Interesting that you have done, what effectively I had done with out knowing, of adding straps to the foot boards to the bogies... I had always wondered about how the designer had thought they were going to be attached .
I watch with interest as I have a couple of kits still in the strategic reserve for "one day"..what you are doing is encouraging me to improve them even more.

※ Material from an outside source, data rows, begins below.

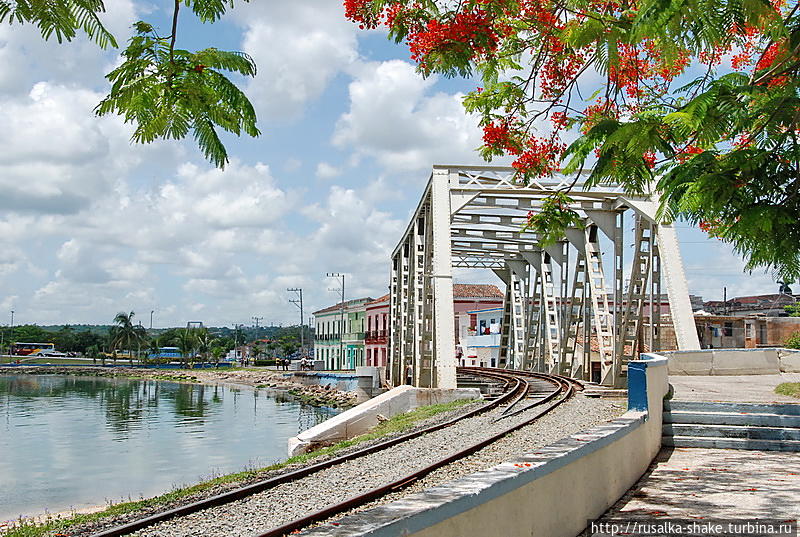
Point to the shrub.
(793, 341)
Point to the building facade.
(377, 332)
(480, 338)
(354, 333)
(336, 337)
(364, 339)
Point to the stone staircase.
(757, 426)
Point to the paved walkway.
(739, 388)
(714, 484)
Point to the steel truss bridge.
(581, 307)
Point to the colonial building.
(354, 333)
(333, 331)
(377, 334)
(365, 336)
(480, 338)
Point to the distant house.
(339, 334)
(377, 332)
(366, 331)
(769, 305)
(480, 345)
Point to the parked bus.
(166, 352)
(33, 349)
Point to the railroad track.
(520, 391)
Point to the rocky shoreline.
(314, 395)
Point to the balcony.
(326, 337)
(489, 340)
(377, 336)
(353, 336)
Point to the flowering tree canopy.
(697, 99)
(166, 92)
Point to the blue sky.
(91, 225)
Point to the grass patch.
(792, 389)
(394, 425)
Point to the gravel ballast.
(274, 507)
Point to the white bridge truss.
(569, 308)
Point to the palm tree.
(217, 352)
(125, 334)
(186, 343)
(203, 339)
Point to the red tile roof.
(476, 290)
(338, 306)
(384, 298)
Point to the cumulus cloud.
(327, 171)
(299, 48)
(396, 118)
(27, 58)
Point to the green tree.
(217, 352)
(793, 341)
(719, 142)
(164, 91)
(125, 335)
(187, 342)
(256, 351)
(203, 341)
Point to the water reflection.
(73, 441)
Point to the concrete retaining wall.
(363, 417)
(551, 492)
(767, 361)
(790, 360)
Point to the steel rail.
(566, 387)
(513, 385)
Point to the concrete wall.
(551, 492)
(767, 361)
(360, 419)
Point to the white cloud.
(327, 171)
(394, 118)
(27, 58)
(299, 48)
(56, 157)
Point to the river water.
(72, 442)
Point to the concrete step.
(731, 443)
(729, 418)
(786, 409)
(731, 431)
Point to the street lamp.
(299, 304)
(341, 315)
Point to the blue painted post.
(637, 386)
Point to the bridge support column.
(444, 336)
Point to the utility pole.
(341, 315)
(299, 304)
(257, 320)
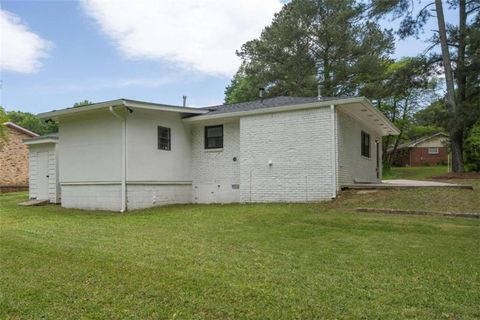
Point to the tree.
(3, 119)
(310, 39)
(472, 148)
(408, 84)
(460, 69)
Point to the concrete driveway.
(417, 183)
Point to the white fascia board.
(119, 103)
(161, 107)
(380, 114)
(39, 141)
(19, 128)
(238, 114)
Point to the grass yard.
(263, 261)
(415, 173)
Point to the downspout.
(124, 158)
(333, 155)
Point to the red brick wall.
(420, 157)
(14, 159)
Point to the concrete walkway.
(404, 183)
(418, 183)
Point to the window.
(214, 137)
(365, 144)
(163, 138)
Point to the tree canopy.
(311, 43)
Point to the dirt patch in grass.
(458, 175)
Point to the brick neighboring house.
(14, 158)
(431, 150)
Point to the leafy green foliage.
(472, 148)
(3, 119)
(325, 38)
(31, 122)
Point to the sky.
(56, 53)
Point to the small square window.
(365, 144)
(214, 137)
(164, 138)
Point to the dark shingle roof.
(267, 103)
(53, 136)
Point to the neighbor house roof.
(414, 143)
(20, 128)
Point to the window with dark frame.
(214, 137)
(365, 144)
(164, 138)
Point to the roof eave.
(117, 103)
(39, 141)
(292, 107)
(380, 114)
(20, 128)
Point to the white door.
(42, 175)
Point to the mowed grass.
(262, 261)
(414, 173)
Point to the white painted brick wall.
(214, 172)
(92, 197)
(299, 145)
(145, 196)
(351, 164)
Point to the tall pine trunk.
(455, 127)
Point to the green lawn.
(263, 261)
(415, 173)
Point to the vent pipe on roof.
(320, 79)
(261, 93)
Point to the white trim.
(361, 100)
(40, 141)
(120, 102)
(20, 128)
(115, 183)
(333, 150)
(310, 105)
(124, 157)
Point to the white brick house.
(124, 155)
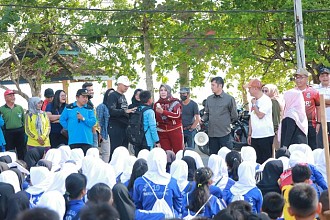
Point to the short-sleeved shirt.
(312, 99)
(188, 113)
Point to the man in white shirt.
(261, 131)
(324, 89)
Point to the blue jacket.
(80, 132)
(144, 198)
(2, 138)
(254, 197)
(149, 123)
(73, 209)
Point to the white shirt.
(326, 92)
(263, 127)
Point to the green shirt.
(14, 118)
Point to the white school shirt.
(262, 128)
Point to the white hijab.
(219, 169)
(223, 152)
(77, 155)
(53, 200)
(156, 161)
(199, 163)
(179, 171)
(54, 155)
(97, 171)
(11, 178)
(58, 183)
(143, 154)
(246, 179)
(304, 148)
(65, 153)
(119, 157)
(94, 152)
(41, 178)
(128, 169)
(320, 164)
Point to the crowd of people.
(71, 161)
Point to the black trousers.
(215, 143)
(263, 148)
(15, 139)
(118, 137)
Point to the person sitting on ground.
(303, 202)
(272, 205)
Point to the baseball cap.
(302, 72)
(123, 80)
(253, 83)
(184, 90)
(9, 92)
(82, 92)
(49, 93)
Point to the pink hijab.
(295, 108)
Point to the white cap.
(123, 80)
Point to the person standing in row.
(190, 117)
(14, 133)
(261, 129)
(312, 107)
(220, 112)
(78, 119)
(119, 114)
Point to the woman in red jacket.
(168, 118)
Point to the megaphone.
(201, 138)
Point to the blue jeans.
(189, 138)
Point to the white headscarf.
(156, 161)
(77, 155)
(320, 164)
(223, 152)
(97, 171)
(119, 158)
(53, 200)
(179, 171)
(65, 153)
(11, 178)
(305, 149)
(58, 183)
(199, 162)
(94, 152)
(128, 169)
(219, 169)
(143, 154)
(41, 178)
(54, 155)
(246, 179)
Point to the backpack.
(161, 206)
(135, 130)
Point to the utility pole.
(300, 41)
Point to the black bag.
(135, 130)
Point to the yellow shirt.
(32, 133)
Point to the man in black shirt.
(119, 115)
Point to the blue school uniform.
(211, 208)
(144, 198)
(73, 209)
(253, 197)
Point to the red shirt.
(312, 99)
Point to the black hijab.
(3, 167)
(270, 175)
(33, 156)
(17, 203)
(191, 167)
(6, 190)
(45, 163)
(6, 159)
(123, 203)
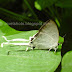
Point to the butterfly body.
(47, 37)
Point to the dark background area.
(26, 11)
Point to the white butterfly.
(46, 38)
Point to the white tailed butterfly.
(46, 38)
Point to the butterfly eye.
(31, 42)
(33, 47)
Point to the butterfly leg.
(49, 50)
(55, 49)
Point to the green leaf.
(41, 4)
(6, 30)
(67, 62)
(64, 3)
(19, 60)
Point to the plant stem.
(15, 16)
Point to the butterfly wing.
(47, 37)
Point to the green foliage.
(37, 60)
(20, 60)
(64, 4)
(67, 62)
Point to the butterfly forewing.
(47, 37)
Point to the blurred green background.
(37, 11)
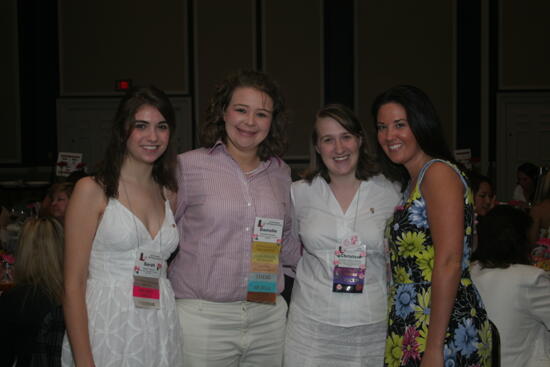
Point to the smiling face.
(397, 139)
(247, 120)
(149, 137)
(338, 148)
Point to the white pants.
(232, 333)
(312, 344)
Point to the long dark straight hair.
(423, 120)
(164, 168)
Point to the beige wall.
(293, 54)
(396, 42)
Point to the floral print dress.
(468, 339)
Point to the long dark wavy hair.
(367, 166)
(164, 167)
(423, 121)
(274, 145)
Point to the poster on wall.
(67, 163)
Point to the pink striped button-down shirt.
(217, 205)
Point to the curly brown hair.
(214, 128)
(367, 165)
(164, 168)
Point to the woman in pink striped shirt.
(228, 294)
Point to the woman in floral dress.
(436, 317)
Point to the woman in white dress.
(119, 230)
(515, 293)
(338, 311)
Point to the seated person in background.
(36, 296)
(539, 233)
(516, 294)
(527, 182)
(484, 195)
(60, 194)
(540, 212)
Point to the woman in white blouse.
(516, 294)
(338, 311)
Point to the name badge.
(147, 271)
(264, 260)
(349, 266)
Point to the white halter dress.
(120, 333)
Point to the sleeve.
(291, 251)
(180, 201)
(538, 298)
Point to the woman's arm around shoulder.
(443, 192)
(84, 211)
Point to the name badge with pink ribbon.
(147, 271)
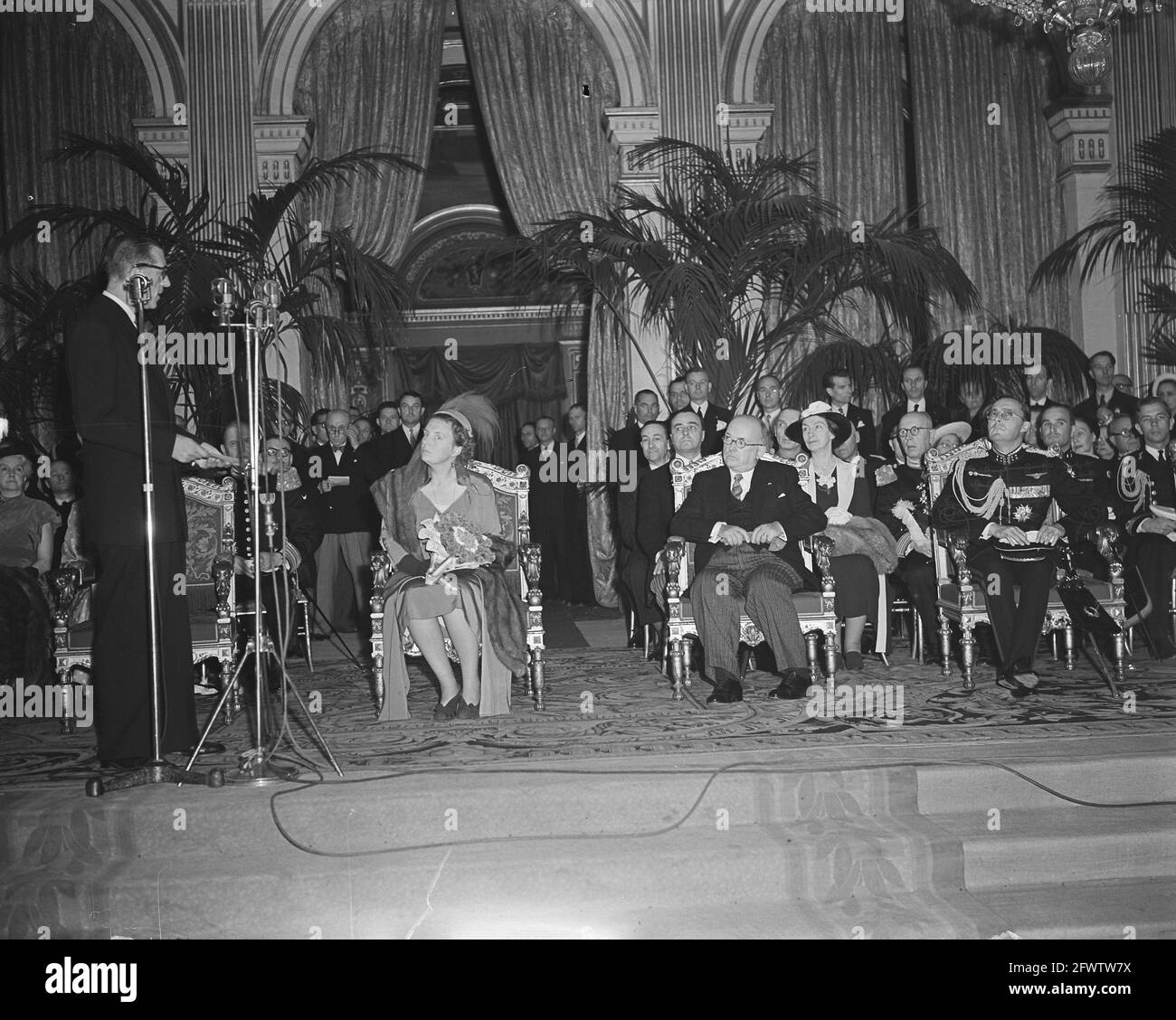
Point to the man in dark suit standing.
(393, 449)
(839, 384)
(102, 356)
(547, 505)
(348, 518)
(646, 409)
(714, 417)
(1106, 401)
(576, 581)
(914, 384)
(747, 518)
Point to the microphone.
(223, 298)
(138, 288)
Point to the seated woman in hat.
(951, 438)
(482, 619)
(26, 553)
(863, 548)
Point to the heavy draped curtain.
(836, 86)
(59, 75)
(530, 61)
(522, 380)
(991, 189)
(369, 80)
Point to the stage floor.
(619, 812)
(606, 704)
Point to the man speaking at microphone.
(102, 357)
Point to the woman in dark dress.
(842, 491)
(26, 553)
(469, 605)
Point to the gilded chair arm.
(674, 552)
(957, 546)
(65, 584)
(381, 570)
(223, 584)
(1109, 541)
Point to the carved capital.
(282, 145)
(1082, 132)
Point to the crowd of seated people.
(1112, 463)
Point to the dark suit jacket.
(345, 509)
(775, 495)
(712, 435)
(547, 499)
(387, 451)
(863, 420)
(654, 510)
(940, 416)
(102, 360)
(1120, 403)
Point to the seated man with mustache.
(747, 518)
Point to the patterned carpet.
(610, 703)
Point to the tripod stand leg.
(309, 719)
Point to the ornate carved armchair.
(208, 579)
(814, 608)
(510, 495)
(963, 595)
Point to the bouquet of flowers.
(453, 544)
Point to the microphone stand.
(159, 770)
(258, 765)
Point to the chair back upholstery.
(208, 508)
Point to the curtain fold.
(369, 79)
(86, 78)
(533, 61)
(524, 381)
(991, 189)
(836, 82)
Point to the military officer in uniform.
(1147, 481)
(1001, 497)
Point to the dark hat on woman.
(839, 424)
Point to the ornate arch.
(747, 28)
(154, 35)
(292, 30)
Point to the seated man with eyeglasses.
(904, 505)
(1002, 498)
(747, 518)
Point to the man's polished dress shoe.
(727, 689)
(124, 764)
(208, 748)
(794, 684)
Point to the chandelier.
(1086, 24)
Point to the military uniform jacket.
(1011, 489)
(1141, 483)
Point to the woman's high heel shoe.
(450, 710)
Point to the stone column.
(1082, 132)
(222, 53)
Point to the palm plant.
(737, 268)
(1133, 231)
(322, 274)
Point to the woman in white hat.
(949, 438)
(843, 494)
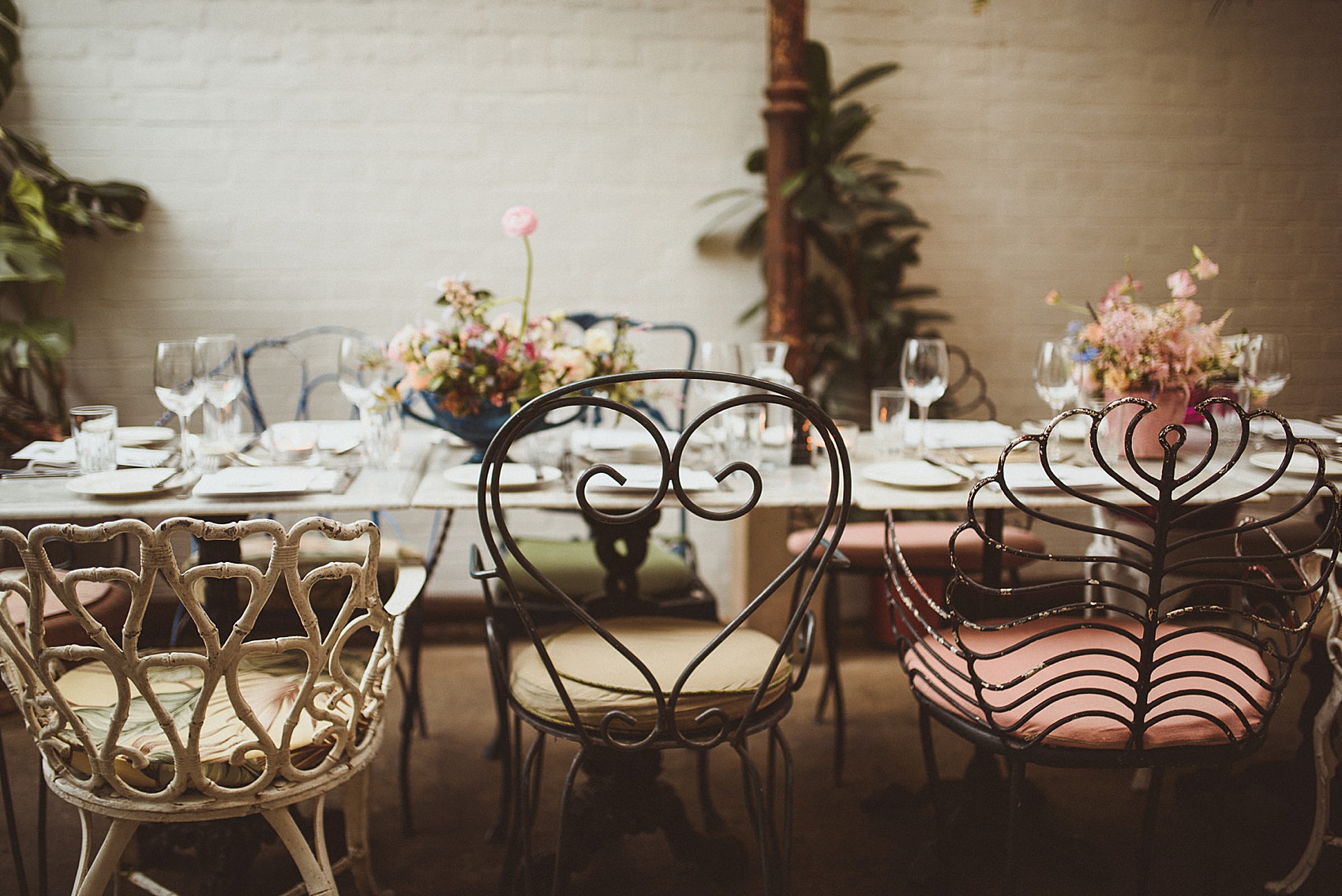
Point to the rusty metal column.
(785, 129)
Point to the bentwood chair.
(228, 726)
(925, 543)
(1181, 660)
(294, 377)
(626, 683)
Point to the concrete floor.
(1079, 832)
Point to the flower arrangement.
(473, 364)
(1137, 347)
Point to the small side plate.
(121, 483)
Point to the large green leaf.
(866, 77)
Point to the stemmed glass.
(223, 383)
(178, 383)
(924, 370)
(1267, 372)
(1270, 364)
(1055, 380)
(365, 374)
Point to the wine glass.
(223, 383)
(365, 376)
(1265, 373)
(924, 370)
(180, 385)
(1269, 366)
(1055, 380)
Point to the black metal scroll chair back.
(624, 684)
(310, 356)
(966, 393)
(1180, 660)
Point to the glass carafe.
(767, 362)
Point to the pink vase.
(1171, 408)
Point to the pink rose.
(519, 222)
(1181, 285)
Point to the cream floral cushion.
(270, 686)
(599, 679)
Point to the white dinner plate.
(914, 474)
(120, 483)
(144, 435)
(1302, 463)
(512, 477)
(644, 478)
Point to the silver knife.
(347, 477)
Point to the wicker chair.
(1192, 677)
(626, 683)
(232, 727)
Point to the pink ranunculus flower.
(1181, 285)
(519, 222)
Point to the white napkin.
(962, 433)
(266, 481)
(63, 452)
(1302, 429)
(1033, 477)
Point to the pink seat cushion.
(1100, 700)
(925, 543)
(105, 602)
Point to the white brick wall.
(325, 160)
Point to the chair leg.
(1016, 778)
(356, 834)
(92, 880)
(1153, 796)
(15, 848)
(1324, 767)
(317, 876)
(832, 683)
(711, 820)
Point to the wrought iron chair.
(1190, 677)
(925, 545)
(234, 726)
(624, 683)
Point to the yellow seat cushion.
(270, 686)
(599, 679)
(576, 570)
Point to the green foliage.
(40, 205)
(859, 242)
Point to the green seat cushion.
(575, 569)
(599, 679)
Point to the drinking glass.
(889, 418)
(720, 357)
(178, 383)
(924, 370)
(1055, 380)
(223, 383)
(94, 431)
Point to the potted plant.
(859, 239)
(40, 207)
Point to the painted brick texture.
(328, 160)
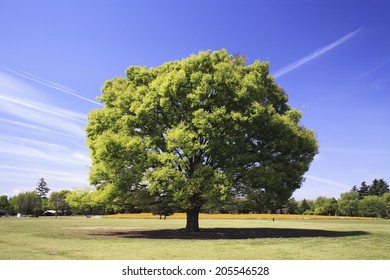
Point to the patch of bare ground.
(224, 233)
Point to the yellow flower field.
(237, 216)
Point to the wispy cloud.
(46, 151)
(314, 54)
(50, 84)
(41, 107)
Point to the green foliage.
(199, 129)
(57, 201)
(372, 206)
(81, 201)
(24, 203)
(377, 188)
(325, 206)
(348, 204)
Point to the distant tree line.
(365, 201)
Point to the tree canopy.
(199, 130)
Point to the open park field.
(99, 238)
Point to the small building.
(52, 213)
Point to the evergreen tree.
(41, 191)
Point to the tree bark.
(192, 220)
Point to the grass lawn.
(115, 239)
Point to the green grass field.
(115, 239)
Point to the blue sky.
(331, 57)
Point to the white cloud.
(50, 84)
(314, 54)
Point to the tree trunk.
(192, 220)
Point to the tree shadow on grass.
(227, 233)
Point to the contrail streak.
(314, 54)
(49, 84)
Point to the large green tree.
(200, 129)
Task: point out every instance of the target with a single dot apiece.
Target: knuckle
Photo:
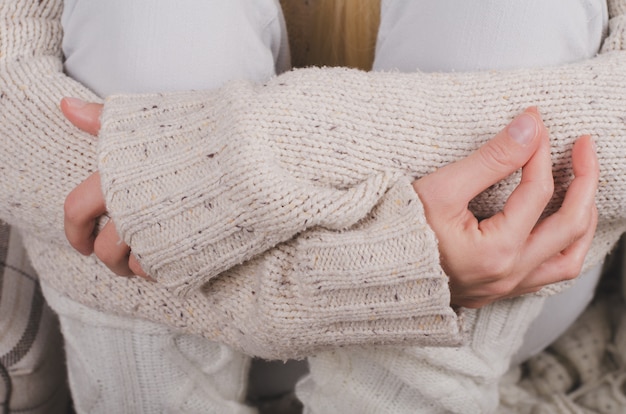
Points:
(571, 269)
(106, 255)
(495, 156)
(71, 209)
(502, 288)
(499, 266)
(545, 189)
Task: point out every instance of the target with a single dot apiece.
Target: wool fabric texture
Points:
(219, 182)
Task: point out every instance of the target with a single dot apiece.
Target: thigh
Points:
(451, 35)
(124, 365)
(121, 46)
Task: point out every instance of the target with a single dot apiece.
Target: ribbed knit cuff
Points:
(379, 282)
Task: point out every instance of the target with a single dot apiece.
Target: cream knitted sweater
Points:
(214, 183)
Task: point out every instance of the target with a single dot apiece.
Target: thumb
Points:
(85, 116)
(507, 152)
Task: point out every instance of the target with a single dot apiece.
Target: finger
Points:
(112, 251)
(136, 268)
(85, 116)
(573, 219)
(505, 153)
(529, 199)
(82, 208)
(565, 265)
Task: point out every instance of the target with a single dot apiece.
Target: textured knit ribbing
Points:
(266, 307)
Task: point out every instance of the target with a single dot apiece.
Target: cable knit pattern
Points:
(202, 182)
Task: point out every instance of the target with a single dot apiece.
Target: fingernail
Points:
(523, 129)
(75, 103)
(594, 145)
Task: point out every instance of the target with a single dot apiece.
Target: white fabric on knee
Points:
(121, 46)
(461, 36)
(421, 379)
(124, 365)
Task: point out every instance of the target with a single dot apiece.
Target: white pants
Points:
(124, 365)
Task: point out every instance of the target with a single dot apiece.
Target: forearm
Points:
(42, 155)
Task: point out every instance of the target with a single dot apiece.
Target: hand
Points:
(511, 253)
(85, 205)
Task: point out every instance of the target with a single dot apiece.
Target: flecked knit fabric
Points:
(326, 153)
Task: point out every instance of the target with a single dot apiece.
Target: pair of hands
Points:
(507, 255)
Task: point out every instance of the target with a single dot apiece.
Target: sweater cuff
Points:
(379, 280)
(194, 195)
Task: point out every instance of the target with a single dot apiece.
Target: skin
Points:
(507, 255)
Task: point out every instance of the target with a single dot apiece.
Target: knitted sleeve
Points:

The D&S bogies would probably pass muster, Doug - I just can't stand compensation. (Incidentally, in at least one of my D&S instructions there was a sketch showing you how to bend up the bogie step supports - strips are provided for them.) Thing is, though, I'm building these for the NERA journal, The Express, so I want them to be accurate historical documents of sorts, and above all to correct misleading information in the D&S instructions and the early NERA articles/publications. The record needs to be set straight: still in the past year or so, despite my best efforts to share information, I've seen a model of a clerestory built for the LNER period with battery boxes on the underframe and - wait for it - pre-1908 gas (sic) tops on the roof... Even the battery boxes are probably pushing it: early NERA articles tell us around 10% [EDIT: 20-30% in 1921-2 (Express 146); no source given] of Bain-period clerestories had electric lighting; I've found one confirmed shot in the hundreds I've looked at (note no "pips" on the clerestory roof and no gas line climbing up on to the clerestory): https://www.flickr.com/photos/irishswis ... 890893261/
But what chance do modellers have? Last night I checked a drawing by a G.R Ives which I think appeared in Model Railway News in the 70s, which actually shows the footboards in the lowered position - bravo - but with pre-1908 gas tops on the roof, an implausible combination. Yes, OK, the people in the NERA advising D&S weren't interested in the LNER period, but as I've said, their drawings are only good for the first 13 years of these carriages' lives in NER ownership (1895-1908); that leaves 15 years in NER ownership (1908-1923) with the modifications I've described, not with the fittings they've drawn and described - that is, the drawings are wrong for more of the NER period than they're right. (Their saving grace, of course, is that the changes didn't happen overnight on 01/01/1908.)
I want people to have the information I didn't have when I set out - clueless and getting no help from the instructions - to build these: what goes on the roof? what goes on the underframe? what goes on the ends? - because photos suggest what goes there isn't what the instructions say goes there.